ECabc is a generic, small scale feature tuning program based on the Artificial Bee Colony by N. Karboga that imitates the honey foraging techniques of bees. ECabc optimizes user supplied functions called the fitness function using a given set of variables known as the value set. The bee colony consists of three types of bees: employers, onlookers and scouts. An employer bee is an object which stores a set of values and a fitness score that correlates to that value as well as the bee's probability of being picked by an onlooker bee. An onlooker bee is an object that chooses employer bees with a high probability and calculates new positions for them. The scout bee will create a new set of random values, which will then be assigned to a poorly performing employer bee as a replacement.
While it has several applications, ECabc has been successfully used by the Energy and Combustion Research Laboratory (ECRL) at the University of Massachusetts Lowell to tune the hyperparameters of ECNet, a large-scale machine learning project for predicting fuel properties. ECNet provides scientists an open source tool for predicting key fuel properties of potential next-generation biofuels, reducing the need for costly fuel synthesis and experimentation. By increasing the accuracy of ECNet and similar models efficiently, ECabc helps to provide a higher degree of confidence in discovering new, optimal fuels. A single run of ECabc on ECNet yielded a lower average root mean square error (RMSE) for cetane number (CN) and yield sooting index (YSI) when compared to the RMSE generated by a year of manual tuning. While the manual tuning generated an RMSE of 10.13, the ECabc was able to yield an RMSE of 8.06 in one run of 500 iterations.

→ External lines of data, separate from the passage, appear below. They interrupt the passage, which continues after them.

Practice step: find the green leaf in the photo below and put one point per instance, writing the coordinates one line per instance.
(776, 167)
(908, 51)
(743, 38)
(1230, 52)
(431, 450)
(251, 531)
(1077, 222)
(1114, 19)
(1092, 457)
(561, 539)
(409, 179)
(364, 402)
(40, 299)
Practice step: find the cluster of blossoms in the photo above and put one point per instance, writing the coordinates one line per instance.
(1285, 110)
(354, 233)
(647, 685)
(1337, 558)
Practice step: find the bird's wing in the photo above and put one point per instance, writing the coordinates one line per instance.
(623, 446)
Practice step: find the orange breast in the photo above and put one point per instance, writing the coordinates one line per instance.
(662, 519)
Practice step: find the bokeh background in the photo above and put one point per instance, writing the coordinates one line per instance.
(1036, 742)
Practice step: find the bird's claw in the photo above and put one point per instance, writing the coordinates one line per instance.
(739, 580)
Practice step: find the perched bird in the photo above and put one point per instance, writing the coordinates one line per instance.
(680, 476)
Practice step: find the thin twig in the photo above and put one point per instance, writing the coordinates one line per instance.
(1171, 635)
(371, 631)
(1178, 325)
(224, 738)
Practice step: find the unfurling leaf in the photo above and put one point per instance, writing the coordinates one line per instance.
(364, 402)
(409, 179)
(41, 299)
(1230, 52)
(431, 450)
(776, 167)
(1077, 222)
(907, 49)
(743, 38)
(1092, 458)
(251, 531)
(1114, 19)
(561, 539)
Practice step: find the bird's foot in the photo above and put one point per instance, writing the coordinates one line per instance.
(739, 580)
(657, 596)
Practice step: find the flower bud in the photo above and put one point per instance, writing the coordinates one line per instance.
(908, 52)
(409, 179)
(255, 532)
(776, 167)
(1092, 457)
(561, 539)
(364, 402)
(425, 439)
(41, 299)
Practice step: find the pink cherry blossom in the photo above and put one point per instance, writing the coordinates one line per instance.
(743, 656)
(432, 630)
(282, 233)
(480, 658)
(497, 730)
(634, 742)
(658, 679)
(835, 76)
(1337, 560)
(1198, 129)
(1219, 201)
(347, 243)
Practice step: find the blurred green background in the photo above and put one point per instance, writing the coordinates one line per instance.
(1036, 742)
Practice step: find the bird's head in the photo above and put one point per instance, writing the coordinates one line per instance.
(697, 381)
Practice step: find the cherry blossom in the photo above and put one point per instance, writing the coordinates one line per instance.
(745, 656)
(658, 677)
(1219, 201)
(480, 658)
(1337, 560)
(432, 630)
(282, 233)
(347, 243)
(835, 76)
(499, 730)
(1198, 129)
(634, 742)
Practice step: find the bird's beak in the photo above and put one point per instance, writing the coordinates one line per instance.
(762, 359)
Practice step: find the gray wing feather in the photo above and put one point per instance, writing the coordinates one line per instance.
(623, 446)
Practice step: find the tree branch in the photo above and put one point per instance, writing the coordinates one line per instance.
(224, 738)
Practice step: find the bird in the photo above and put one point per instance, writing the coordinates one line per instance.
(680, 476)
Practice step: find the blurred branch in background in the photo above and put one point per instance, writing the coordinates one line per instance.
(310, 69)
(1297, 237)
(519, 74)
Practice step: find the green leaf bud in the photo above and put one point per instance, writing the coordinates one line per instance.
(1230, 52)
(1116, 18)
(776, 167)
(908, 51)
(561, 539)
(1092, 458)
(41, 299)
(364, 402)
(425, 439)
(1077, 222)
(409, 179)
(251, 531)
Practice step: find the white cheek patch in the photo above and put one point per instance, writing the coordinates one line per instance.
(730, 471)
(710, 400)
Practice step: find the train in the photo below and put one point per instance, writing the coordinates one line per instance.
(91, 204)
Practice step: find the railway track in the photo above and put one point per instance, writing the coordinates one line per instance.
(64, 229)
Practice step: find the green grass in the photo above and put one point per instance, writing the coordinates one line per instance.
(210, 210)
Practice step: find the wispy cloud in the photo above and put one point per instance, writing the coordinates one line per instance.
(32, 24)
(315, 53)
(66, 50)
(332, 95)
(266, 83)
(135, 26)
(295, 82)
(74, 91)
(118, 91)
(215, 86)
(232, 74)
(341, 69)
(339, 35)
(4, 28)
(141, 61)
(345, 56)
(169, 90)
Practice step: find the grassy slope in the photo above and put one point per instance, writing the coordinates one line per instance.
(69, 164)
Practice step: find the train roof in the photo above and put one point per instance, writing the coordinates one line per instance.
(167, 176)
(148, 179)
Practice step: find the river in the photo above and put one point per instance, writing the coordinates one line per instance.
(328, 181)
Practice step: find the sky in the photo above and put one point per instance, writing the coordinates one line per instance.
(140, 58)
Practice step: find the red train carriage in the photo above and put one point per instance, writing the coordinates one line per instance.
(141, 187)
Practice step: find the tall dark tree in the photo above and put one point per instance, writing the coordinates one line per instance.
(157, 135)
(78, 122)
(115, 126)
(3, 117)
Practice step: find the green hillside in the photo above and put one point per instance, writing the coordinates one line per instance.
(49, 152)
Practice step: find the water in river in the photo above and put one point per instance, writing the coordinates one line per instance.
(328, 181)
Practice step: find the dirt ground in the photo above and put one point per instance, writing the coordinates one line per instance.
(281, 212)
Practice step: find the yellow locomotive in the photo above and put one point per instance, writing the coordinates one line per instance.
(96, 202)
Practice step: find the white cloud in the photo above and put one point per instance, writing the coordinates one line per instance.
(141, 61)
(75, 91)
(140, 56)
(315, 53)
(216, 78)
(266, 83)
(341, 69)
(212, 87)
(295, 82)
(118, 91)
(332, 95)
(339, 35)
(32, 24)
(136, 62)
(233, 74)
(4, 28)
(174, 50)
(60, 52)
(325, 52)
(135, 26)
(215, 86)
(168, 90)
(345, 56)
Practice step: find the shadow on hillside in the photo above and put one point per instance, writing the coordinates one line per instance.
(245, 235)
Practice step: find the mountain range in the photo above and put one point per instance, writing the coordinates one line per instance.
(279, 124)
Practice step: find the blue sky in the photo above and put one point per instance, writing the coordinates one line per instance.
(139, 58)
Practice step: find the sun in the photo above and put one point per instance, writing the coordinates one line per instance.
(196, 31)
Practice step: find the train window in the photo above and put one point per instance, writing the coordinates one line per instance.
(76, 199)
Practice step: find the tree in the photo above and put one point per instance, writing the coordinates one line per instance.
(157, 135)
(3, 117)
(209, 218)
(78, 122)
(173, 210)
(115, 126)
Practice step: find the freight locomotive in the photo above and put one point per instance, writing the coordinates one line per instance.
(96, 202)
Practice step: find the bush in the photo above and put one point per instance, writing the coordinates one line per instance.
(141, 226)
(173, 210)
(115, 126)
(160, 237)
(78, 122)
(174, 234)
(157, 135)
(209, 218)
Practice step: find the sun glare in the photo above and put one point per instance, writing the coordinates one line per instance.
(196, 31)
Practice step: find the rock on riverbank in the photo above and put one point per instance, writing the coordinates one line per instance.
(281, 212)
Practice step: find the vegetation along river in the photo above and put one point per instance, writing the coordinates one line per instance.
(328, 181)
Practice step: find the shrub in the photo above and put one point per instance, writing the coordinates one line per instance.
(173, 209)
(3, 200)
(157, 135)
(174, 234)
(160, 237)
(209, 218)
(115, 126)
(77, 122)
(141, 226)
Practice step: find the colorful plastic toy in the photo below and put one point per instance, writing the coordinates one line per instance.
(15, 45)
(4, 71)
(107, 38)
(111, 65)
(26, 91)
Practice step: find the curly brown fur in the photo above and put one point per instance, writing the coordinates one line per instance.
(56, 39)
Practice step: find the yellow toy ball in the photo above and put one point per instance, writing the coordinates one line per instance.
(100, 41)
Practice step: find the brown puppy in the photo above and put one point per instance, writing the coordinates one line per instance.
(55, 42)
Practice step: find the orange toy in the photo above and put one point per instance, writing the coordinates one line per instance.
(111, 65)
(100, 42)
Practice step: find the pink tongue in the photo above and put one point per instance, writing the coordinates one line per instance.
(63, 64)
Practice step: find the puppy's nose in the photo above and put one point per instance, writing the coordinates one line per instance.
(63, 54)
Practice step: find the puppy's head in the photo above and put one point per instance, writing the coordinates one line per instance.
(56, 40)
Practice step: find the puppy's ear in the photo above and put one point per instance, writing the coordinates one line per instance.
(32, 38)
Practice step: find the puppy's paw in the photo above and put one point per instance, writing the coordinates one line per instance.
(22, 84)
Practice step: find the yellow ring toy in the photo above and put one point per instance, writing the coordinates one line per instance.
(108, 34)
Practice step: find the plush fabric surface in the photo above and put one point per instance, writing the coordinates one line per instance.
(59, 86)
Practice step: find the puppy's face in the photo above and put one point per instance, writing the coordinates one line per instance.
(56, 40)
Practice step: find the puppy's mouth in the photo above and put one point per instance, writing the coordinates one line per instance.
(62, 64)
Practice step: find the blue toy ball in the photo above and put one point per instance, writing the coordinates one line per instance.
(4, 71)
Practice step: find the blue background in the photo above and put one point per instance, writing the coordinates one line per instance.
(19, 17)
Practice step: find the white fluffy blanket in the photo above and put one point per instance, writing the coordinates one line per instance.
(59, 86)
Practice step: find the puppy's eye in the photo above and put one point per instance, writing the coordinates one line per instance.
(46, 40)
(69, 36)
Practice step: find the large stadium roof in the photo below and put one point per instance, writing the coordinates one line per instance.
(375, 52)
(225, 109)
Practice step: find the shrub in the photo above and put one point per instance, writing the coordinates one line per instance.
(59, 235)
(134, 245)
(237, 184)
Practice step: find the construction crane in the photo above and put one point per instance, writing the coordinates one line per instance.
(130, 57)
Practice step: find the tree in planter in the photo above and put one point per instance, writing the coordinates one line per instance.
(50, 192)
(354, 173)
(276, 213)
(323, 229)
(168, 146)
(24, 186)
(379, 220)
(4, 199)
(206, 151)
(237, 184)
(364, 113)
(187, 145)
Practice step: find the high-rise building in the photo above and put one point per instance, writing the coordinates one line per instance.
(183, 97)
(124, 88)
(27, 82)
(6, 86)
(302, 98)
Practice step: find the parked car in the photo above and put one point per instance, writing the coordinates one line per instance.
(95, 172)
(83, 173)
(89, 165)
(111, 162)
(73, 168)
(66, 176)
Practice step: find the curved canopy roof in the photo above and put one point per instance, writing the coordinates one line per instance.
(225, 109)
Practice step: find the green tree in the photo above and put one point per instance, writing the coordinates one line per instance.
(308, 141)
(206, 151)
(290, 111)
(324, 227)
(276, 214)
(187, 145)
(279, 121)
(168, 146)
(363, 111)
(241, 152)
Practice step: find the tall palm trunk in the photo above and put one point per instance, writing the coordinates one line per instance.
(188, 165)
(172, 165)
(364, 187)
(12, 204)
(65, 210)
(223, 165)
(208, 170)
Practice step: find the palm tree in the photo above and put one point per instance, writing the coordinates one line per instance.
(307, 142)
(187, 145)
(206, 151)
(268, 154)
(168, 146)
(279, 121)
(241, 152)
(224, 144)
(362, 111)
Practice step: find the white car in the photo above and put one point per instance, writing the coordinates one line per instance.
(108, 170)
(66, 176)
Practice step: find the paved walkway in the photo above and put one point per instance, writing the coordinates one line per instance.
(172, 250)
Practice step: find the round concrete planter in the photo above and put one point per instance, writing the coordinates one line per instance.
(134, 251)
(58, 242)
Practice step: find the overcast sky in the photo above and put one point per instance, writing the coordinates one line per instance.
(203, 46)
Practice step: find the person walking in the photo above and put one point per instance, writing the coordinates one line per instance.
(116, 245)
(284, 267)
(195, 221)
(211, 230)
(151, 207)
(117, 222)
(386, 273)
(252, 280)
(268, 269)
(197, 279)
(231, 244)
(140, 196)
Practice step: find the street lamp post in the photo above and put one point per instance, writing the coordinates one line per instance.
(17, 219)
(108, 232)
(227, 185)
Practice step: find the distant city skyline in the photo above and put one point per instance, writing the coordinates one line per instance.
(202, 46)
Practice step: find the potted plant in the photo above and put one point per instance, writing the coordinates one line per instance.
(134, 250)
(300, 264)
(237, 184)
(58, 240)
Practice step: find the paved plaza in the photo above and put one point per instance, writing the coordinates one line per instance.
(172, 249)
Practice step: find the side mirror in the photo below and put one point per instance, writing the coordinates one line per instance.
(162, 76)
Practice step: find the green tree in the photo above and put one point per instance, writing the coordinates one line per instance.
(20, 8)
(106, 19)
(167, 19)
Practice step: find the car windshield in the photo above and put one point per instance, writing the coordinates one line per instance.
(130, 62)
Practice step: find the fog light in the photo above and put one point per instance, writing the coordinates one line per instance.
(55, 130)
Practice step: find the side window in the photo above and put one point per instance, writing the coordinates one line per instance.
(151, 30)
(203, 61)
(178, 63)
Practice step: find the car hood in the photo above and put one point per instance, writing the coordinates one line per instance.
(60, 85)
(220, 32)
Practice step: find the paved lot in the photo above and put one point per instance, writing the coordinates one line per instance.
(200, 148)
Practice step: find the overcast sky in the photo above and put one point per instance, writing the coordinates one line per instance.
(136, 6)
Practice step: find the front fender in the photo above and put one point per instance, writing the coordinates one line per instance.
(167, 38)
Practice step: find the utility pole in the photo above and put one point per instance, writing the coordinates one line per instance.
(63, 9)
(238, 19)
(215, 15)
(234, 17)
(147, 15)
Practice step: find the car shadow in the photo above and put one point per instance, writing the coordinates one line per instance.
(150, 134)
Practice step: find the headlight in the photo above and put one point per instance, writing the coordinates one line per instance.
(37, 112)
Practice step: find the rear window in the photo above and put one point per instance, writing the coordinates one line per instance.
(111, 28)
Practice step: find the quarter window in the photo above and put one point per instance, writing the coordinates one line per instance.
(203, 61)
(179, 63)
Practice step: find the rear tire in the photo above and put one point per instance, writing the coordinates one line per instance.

- Have python 3.X installed
- Have the ability to install python packages
If you are working in a Linux/Mac environment:
sudo pip install ecabc
Alternatively, in a windows environment, make sure you are running cmd as administrator:
pip install ecabc
To update your version of ECabc to the latest release version, use
pip install --upgrade ecabc
Note: if multiple Python releases are installed on your system (e.g. 2.7 and 3.6), you may need to execute the correct version of pip. For Python 3.6, change "pip install ecabc" to "pip3 install ecabc".
- Download the ECabc repository, navigate to the download location on the command line/terminal, and execute:
python setup.py install
Additional package dependencies (Numpy) will be installed during the ECabc installation process.
To get started import ECabc
from ecabc.abc import *
Then define your fitness function as a function. The fitness function is the user defined function whose solution is being optimized. Pass in the values and args and have it return the output that is being optimized
def fitness_function(values,args):
***code***
return output
After that, in the main function define your value ranges i.e. the user defined ranges for the variables which are being optimized
values = [('int', (0,10)), ('int', (0,100)), ('float',(0,80)), ('float', (0, 360))]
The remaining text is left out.